The expense and complexity of a divorce depends on the parties and the issues. The issues typically include equitable distribution (division of property), alimony (spousal support and maintenance), parental responsibility and timesharing (previously referred to as custody and visitation), and child support.

Uncontested Divorce

An uncontested divorce is usually the most simple and least expensive form of divorce. If the parties agree on all issues prior to filing the Petition for Dissolution of Marriage, an uncontested divorce is optimal. Generally parties who enter into a Consent Final Judgment of Dissolution of Marriage are more satisfied with the result since they have control of the outcome of their case.

Contested Divorce

A contested divorce is often more complicated and more expensive. After the Petition for Dissolution of Marriage has been filed and discovery (information gathering) has been conducted, the court will order the parties to attend mediation (a formal negotiation process) prior to going to trial. Generally parties who successfully mediate their case are more satisfied with the result since they have control of the outcome their case. If the mediation is unsuccessful, the case will proceed through the litigation process, and unless an agreement is reached in the meantime, ultimately go to trial.

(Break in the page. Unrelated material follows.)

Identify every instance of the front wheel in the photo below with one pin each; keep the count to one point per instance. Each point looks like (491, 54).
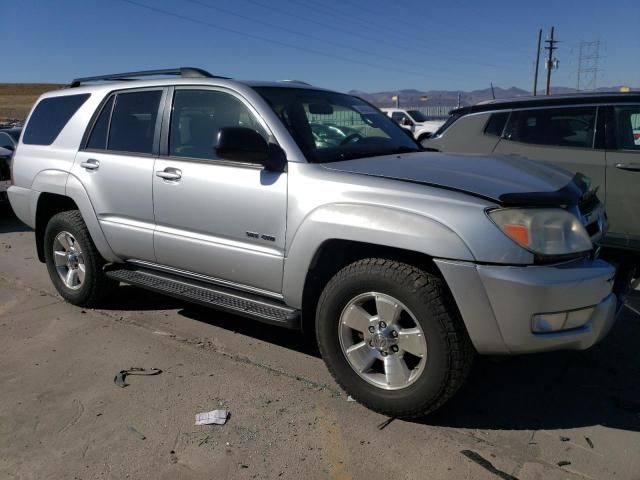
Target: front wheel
(391, 336)
(73, 262)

At trial, the judge will determine the outcome of the case and neither party will have control of the result.

Collaborative Divorce

Collaborative divorce is a new and different approach to divorce that centers around consideration and mutual respect for each other. Collaborative divorce is similar to an uncontested divorce in that the parties control the outcome of their case and the court's role is simply to enter the formalized agreement of the parties as an order of the court, rather than to make decisions for the parties.

The collaborative process is more than a "cooperative" approach to divorce - it is a structured process involving attorneys (and other professionals) who are trained in the collaborative process and operate under a code of trust with each other. For more information on collaborative divorce, or the collaborative process, please call to schedule a free consultation with our collaborative divorce attorneys.

Equitable Distribution

Florida is an equitable distribution state. Any asset or liability obtained during the marriage, regardless of how it is titled, is presumed to be marital property and must be equally divided,unless one party can show that certain property is non-marital or can show there are extenuating circumstances providing for unequal distribution.

Non-marital property is usually something owned by one party prior to the marriage (pre-marital), and not co-mingled, such as a car that was paid off prior to getting married. However, if that paid off car was traded in during the marriage as a down payment for a new car, the new car may no longer be considered a non-marital asset (this is an example of co-mingling). Another example of a non-marital asset is inheritance. So long as the inheritance remains in a separate account, in that party's name alone, and is in no way co-mingled with other marital assets, the inheritance should retain its non-marital status. Please be aware that while non-marital assets may not be subject to equitable distribution, they may be factors in determining child support and alimony.

Alimony

As of July 1, 2010, there are six types of alimony: temporary, lump sum, rehabilitative, bridge-the-gap, durational, and permanent. The court can order any combination of these types of alimony; and that the alimony be paid in periodic payments, lump sum payments, or both. An award of alimony is based on need and ability to pay, however the court must consider certain factors in determining the type and amount.

Temporary alimony may be awarded during the pendency of the litigation process to provide support and maintenance until a final resolution is reached.

Lump sum alimony may be awarded to compensate a party for equitable distribution if certain factors exist that call for unequitable distribution.

Rehabilitative alimony may be awarded to assist a party in establishing the capacity for self-support.

Bridge-the-gap alimony may be awarded to assist a party by providing support to allow the party to make a transition from being married to being single.

Durational alimony may be awarded when permanent periodic alimony is inappropriate. The purpose of durational alimony is to provide a party with economic assistance for a set period of time following a marriage of short or moderate duration.

Permanent alimony may be awarded to provide for the needs and necessities of life as they were established during the marriage of the parties for a party who lacks the financial ability to meet his or her needs and necessities of life following a dissolution of marriage.

Parental Responsibility

In 2008, the Florida statutes were amended. The terms child custody and visitation were removed and replaced with parenting plan and timesharing schedule. If the parties have minor children, it must be determined where the child will spend his or her time, and when.

Child Support

Child support is determined primarily by the income of the parties. Heath insurance and employment related childcare expenses are also factors. Often, the amount of time spent with the child is taken into consideration. In Florida, parents are obligated to support their child until the age of 18 or until the child graduates high school. Sometimes parents will agree as to college expenses, but parents are not mandated as a matter of law to support their children through college.